Average PSSM-sequence alignment length for PSSMs from seed alignments by VAST, ClustalW, Blast, and ClustalW-pairwise, for ranges of seed-alignment diversity

	0–10	10–20	20–30	30–40	40–50	50–70	70–100
Vast	105	84	90	97	133	152	107
Clustal	122	89	92	102	133	152	106
Blast	78	67	76	84	125	144	105
Pair-clustal	124	88	91	102	132	150	106

Seed-alignment diversity is expressed as the average percentage of identical residues among all pairwise comparisons of sequences in the seed alignment, calculated via the VAST alignment of each with the sequence of the test-set domain.

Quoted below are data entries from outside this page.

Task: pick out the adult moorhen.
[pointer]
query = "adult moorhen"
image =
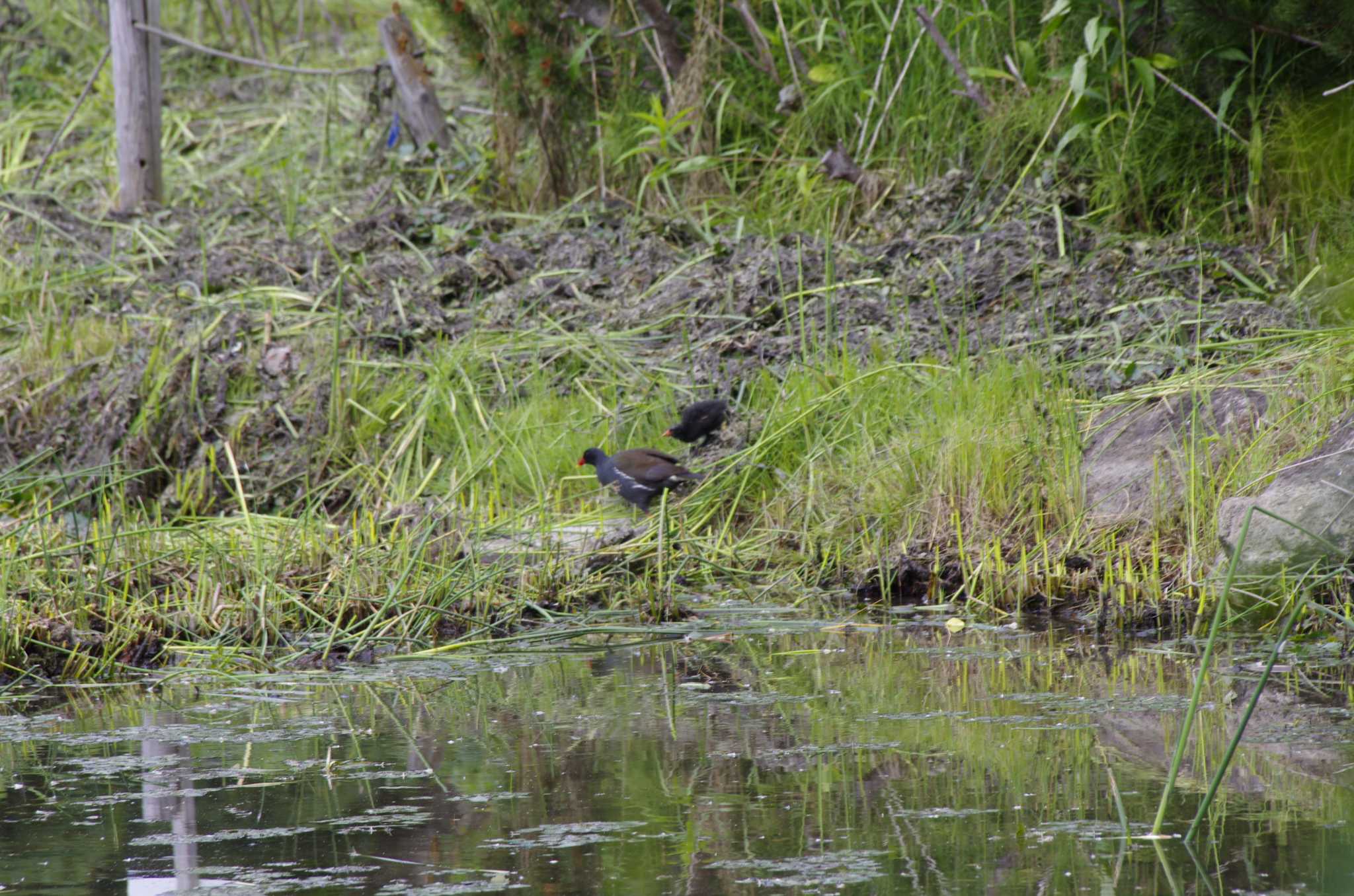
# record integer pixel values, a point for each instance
(700, 420)
(638, 472)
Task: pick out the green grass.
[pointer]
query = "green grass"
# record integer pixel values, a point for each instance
(403, 492)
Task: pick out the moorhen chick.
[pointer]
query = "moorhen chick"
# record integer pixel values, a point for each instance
(639, 472)
(700, 420)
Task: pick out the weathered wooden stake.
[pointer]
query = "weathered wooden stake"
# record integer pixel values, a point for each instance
(421, 111)
(136, 100)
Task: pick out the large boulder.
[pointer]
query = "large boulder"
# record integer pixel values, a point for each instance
(1315, 496)
(1133, 467)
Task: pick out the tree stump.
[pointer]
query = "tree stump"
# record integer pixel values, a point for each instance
(136, 100)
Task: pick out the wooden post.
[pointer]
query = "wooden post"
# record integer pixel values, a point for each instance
(421, 111)
(136, 100)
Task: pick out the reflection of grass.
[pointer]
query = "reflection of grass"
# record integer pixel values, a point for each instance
(813, 768)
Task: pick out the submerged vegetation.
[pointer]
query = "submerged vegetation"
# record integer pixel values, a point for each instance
(331, 398)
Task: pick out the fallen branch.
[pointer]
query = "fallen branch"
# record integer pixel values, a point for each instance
(893, 94)
(768, 61)
(56, 138)
(971, 89)
(879, 75)
(665, 30)
(1200, 103)
(245, 60)
(420, 103)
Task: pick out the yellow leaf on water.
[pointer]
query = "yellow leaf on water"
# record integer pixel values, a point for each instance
(824, 73)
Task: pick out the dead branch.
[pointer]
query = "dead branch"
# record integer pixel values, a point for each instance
(768, 61)
(423, 111)
(971, 89)
(665, 29)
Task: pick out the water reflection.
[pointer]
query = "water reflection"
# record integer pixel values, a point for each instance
(167, 796)
(894, 761)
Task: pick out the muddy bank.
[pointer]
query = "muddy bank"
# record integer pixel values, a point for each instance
(913, 285)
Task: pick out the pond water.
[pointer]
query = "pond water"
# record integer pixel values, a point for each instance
(859, 760)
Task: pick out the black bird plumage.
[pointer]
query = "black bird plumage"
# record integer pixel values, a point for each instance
(700, 422)
(638, 472)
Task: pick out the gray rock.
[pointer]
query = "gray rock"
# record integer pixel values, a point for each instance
(1133, 468)
(1315, 493)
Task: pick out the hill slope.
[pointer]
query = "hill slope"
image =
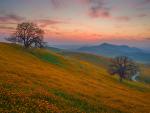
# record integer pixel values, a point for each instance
(40, 80)
(111, 50)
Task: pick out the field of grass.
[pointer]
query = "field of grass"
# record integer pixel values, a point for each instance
(39, 80)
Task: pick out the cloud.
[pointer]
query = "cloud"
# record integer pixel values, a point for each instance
(147, 38)
(141, 15)
(56, 3)
(47, 22)
(97, 8)
(11, 18)
(123, 18)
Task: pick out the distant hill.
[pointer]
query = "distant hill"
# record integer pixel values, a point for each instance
(42, 80)
(111, 50)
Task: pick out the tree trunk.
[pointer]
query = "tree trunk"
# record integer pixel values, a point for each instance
(121, 79)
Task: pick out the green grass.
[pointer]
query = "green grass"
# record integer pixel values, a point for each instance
(35, 80)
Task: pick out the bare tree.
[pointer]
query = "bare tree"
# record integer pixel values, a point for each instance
(123, 66)
(28, 34)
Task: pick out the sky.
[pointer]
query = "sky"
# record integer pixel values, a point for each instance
(81, 21)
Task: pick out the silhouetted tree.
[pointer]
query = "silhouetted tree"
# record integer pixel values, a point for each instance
(29, 35)
(123, 66)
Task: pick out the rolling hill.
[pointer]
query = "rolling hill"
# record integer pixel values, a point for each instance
(41, 80)
(111, 50)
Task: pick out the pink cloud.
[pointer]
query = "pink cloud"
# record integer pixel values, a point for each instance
(47, 22)
(123, 18)
(11, 18)
(99, 13)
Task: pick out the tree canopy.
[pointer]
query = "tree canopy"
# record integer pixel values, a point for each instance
(28, 34)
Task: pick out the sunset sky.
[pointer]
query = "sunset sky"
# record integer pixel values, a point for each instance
(81, 21)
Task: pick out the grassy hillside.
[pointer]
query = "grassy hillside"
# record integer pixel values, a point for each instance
(40, 80)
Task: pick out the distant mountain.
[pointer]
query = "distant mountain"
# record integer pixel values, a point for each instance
(111, 50)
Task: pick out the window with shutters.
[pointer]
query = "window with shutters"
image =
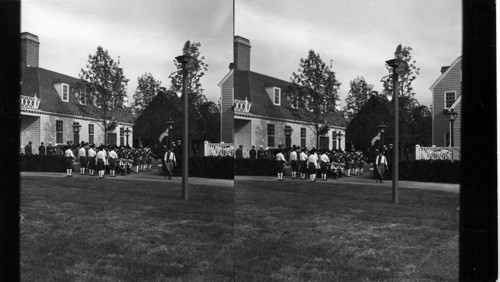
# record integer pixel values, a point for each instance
(270, 135)
(59, 131)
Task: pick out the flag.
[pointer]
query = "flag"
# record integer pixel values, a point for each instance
(163, 135)
(377, 137)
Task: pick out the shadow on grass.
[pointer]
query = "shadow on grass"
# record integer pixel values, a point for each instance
(115, 229)
(302, 231)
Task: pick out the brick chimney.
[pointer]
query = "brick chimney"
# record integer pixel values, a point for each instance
(29, 49)
(241, 53)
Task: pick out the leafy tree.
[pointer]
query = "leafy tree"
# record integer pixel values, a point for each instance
(147, 87)
(359, 93)
(406, 80)
(408, 102)
(194, 74)
(103, 85)
(196, 95)
(314, 89)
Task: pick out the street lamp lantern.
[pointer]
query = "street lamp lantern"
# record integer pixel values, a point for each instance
(381, 129)
(170, 126)
(339, 135)
(188, 62)
(452, 116)
(399, 68)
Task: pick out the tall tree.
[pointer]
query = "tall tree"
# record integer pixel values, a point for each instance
(147, 88)
(194, 75)
(103, 85)
(315, 89)
(406, 92)
(359, 93)
(195, 89)
(406, 80)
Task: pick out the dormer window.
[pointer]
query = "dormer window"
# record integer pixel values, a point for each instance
(65, 92)
(277, 96)
(274, 94)
(449, 98)
(82, 97)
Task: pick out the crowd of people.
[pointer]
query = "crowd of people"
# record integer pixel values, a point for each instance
(111, 160)
(321, 163)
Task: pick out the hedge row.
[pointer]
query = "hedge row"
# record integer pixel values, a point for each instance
(208, 167)
(260, 167)
(441, 171)
(42, 163)
(211, 167)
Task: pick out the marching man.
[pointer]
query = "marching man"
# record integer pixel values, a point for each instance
(170, 162)
(380, 166)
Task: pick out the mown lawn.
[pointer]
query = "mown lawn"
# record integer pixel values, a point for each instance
(297, 230)
(83, 228)
(87, 229)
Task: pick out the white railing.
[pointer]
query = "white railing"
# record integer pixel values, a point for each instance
(437, 153)
(218, 149)
(29, 102)
(242, 106)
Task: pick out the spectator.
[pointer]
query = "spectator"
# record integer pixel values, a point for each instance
(68, 153)
(239, 152)
(170, 162)
(261, 154)
(41, 149)
(380, 166)
(280, 161)
(28, 149)
(253, 153)
(51, 150)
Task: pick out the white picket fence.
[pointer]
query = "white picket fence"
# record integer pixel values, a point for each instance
(437, 153)
(218, 149)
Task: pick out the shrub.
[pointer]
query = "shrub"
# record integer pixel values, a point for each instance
(42, 163)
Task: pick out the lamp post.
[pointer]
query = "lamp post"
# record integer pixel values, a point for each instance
(334, 137)
(340, 138)
(127, 133)
(76, 131)
(452, 116)
(187, 63)
(381, 129)
(170, 126)
(288, 136)
(399, 67)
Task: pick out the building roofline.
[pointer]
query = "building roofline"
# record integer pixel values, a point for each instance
(445, 73)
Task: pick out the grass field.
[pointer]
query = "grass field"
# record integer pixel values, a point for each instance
(334, 232)
(124, 230)
(83, 228)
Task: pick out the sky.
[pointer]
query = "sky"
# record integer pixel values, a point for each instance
(146, 35)
(358, 36)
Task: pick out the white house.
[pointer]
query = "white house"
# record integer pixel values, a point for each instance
(52, 112)
(447, 96)
(255, 110)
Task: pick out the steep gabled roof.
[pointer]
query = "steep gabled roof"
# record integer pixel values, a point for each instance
(252, 86)
(41, 82)
(443, 75)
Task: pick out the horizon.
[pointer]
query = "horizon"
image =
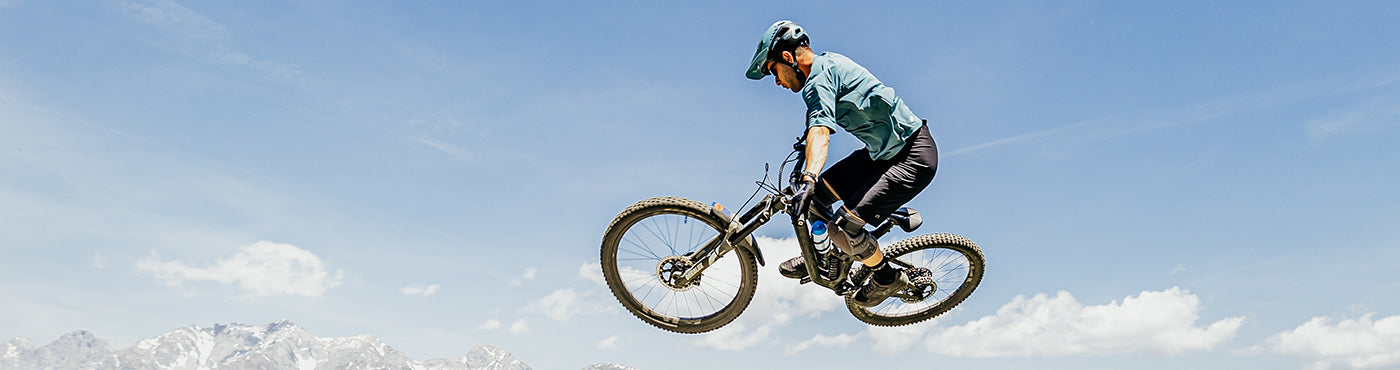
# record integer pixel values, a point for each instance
(1154, 185)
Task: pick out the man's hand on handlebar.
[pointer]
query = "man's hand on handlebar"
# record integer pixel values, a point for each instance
(802, 194)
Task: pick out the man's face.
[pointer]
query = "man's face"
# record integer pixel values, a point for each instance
(784, 76)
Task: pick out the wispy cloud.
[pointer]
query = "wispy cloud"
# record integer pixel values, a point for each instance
(461, 154)
(1367, 117)
(822, 341)
(566, 303)
(203, 37)
(1159, 323)
(261, 269)
(520, 327)
(420, 290)
(490, 324)
(776, 304)
(1355, 344)
(1120, 125)
(592, 272)
(608, 344)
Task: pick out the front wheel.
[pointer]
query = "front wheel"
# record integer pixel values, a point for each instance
(951, 268)
(647, 247)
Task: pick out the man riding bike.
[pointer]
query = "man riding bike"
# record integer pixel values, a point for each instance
(898, 163)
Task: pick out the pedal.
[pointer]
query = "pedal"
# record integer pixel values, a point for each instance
(920, 276)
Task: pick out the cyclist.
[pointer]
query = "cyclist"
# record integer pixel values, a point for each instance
(898, 163)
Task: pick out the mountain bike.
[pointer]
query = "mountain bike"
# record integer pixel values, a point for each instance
(686, 266)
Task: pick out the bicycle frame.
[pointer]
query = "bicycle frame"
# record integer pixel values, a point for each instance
(738, 234)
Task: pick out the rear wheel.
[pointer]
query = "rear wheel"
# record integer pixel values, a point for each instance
(948, 268)
(644, 251)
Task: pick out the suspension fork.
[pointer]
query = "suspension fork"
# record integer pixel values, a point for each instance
(737, 234)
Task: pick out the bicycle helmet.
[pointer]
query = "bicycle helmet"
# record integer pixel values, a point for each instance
(781, 37)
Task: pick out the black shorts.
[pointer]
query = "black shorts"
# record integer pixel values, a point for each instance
(874, 189)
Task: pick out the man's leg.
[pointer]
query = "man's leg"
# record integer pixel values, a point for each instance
(913, 168)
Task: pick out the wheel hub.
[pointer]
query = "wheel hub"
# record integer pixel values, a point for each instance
(924, 285)
(671, 272)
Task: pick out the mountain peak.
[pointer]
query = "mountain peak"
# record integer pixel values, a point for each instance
(277, 345)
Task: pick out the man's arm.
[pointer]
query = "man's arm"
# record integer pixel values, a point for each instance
(816, 140)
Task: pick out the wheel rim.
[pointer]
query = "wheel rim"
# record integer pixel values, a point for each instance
(949, 271)
(654, 247)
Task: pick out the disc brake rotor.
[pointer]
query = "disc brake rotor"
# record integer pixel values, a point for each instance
(923, 288)
(671, 272)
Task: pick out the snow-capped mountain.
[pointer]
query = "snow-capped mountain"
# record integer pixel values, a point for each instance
(279, 345)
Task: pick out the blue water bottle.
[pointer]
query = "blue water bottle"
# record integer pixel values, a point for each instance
(819, 237)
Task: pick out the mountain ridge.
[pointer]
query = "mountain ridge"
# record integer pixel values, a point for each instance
(277, 345)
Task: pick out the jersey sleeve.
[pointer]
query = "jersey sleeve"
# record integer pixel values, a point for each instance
(819, 94)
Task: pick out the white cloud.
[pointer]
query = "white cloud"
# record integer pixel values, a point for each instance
(777, 302)
(822, 341)
(528, 275)
(1159, 323)
(261, 269)
(566, 303)
(193, 32)
(889, 341)
(592, 272)
(98, 261)
(489, 325)
(419, 290)
(520, 327)
(608, 344)
(1372, 115)
(1355, 344)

In previous analyses of sequence alignment accuracy, Thompson et al. (1999) and Sauder et al. (2000) noted that in comparisons where there are many insertions and deletions, global alignment algorithms may be forced to align segments of nonhomologous residues that do not share structural similarity. Here, we find that PSSM-sequence alignment accuracy, for PSSMs from seed alignments involving such low-similarity sequences, is lower for PSSMs from seeds based on global sequence alignment (ClustalW or ClustalW-pariwse) compared to PSSMs from seed alignments based on local sequence alignment (BLAST). Although Thompson et al. and Sauder et al. used different test sets, these observations seem consistent, and suggest that the PSSM-sequence alignments we evaluate reproduce the accuracy of the underlying seed alignments. The improved alignment accuracy we find for PSSMs from seeds based on structure–structure alignment (VAST) similarly suggests that PSSM-sequence alignments can also reproduce the accuracy of structure-based seed alignments.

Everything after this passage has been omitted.